Wird die Trockenheit die Landwirtschaft auch im nächsten Jahr beschäftigen?
Wir hoffen, dass es kein zweites Jahr mit einer solchen Trockenheit gibt. Verschiedene Kulturen und viel Grünland sind noch immer von der diesjährigen Trockenheit gezeichnet. Die Folgen werden auch im nächsten Jahr noch spürbar sein.
Langfristig gesehen: Mit welchen Herausforderungen ist die Landwirtschaft in den nächsten Jahren konfrontiert?
Das A und O ist die Existenzsicherung auf den Betrieben.

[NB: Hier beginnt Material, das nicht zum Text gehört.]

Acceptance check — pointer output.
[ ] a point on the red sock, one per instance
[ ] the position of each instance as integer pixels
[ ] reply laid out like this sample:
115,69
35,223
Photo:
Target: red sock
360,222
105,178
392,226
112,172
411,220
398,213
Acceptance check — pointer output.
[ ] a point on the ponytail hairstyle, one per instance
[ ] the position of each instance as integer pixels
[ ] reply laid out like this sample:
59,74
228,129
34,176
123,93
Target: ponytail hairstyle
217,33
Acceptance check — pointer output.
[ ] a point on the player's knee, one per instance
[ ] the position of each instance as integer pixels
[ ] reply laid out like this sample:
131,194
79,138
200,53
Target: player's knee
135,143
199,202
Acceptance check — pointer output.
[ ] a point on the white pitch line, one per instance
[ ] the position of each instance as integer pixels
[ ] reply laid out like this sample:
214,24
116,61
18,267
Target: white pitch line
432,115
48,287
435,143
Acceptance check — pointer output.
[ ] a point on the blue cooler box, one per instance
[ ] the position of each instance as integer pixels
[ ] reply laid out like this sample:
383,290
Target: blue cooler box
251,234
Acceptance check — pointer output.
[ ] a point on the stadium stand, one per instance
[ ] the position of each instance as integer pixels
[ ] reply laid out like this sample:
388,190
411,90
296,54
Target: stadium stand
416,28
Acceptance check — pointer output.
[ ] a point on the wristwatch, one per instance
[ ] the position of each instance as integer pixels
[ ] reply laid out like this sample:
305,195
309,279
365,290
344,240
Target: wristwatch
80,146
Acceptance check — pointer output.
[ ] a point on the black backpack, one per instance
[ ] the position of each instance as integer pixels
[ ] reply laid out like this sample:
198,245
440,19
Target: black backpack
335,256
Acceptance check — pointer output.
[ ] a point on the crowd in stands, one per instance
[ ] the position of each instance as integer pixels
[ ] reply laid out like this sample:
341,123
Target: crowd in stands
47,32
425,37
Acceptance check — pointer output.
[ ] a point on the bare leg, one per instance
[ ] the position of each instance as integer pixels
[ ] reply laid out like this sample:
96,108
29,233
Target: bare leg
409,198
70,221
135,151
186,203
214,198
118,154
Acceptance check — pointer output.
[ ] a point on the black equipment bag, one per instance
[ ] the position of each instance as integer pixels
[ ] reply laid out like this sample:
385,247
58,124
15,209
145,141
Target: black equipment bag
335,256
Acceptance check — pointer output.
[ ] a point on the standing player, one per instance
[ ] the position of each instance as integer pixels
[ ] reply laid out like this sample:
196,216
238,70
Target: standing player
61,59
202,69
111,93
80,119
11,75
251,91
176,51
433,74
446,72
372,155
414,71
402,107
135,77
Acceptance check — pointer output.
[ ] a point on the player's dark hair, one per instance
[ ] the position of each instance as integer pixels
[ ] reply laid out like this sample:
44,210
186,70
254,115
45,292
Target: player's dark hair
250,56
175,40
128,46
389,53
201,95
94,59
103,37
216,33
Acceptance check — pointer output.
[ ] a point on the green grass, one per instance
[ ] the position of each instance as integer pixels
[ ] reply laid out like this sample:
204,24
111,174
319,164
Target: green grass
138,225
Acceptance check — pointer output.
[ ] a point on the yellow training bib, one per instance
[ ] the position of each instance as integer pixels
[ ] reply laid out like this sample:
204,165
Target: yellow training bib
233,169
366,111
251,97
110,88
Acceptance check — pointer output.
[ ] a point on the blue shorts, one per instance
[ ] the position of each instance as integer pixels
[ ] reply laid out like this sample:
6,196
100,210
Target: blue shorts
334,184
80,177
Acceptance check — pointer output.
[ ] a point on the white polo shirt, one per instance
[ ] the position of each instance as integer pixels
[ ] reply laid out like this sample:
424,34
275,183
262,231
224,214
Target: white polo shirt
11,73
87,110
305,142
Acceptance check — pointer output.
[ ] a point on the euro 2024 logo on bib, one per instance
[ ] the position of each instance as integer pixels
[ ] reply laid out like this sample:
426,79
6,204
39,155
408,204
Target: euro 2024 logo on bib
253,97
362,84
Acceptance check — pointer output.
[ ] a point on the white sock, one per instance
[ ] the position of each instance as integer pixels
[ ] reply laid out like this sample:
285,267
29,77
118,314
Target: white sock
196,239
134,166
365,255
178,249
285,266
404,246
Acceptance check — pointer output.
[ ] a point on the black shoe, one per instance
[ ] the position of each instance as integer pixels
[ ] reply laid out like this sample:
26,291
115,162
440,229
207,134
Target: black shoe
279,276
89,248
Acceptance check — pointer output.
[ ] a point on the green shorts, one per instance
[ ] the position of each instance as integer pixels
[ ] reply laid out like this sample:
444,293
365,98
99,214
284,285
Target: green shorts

«Das Verhältnis von Arbeitsaufwand und Einkommen ist auf den meisten Betrieben schlecht und muss verbessert werden.»
Zudem sorgen sich die Landwirte um den fortlaufenden Kulturlandverlust und die Qualität der Böden. Die Politik in Bundesbern wird in den nächsten Monaten die Agrarpolitik für die Jahre nach 2022 definieren. Die Landwirtschaft erwartet Planungssicherheit und Rahmenbedingungen, welche eine nachhaltige Landwirtschaft in der Schweiz ermöglichen.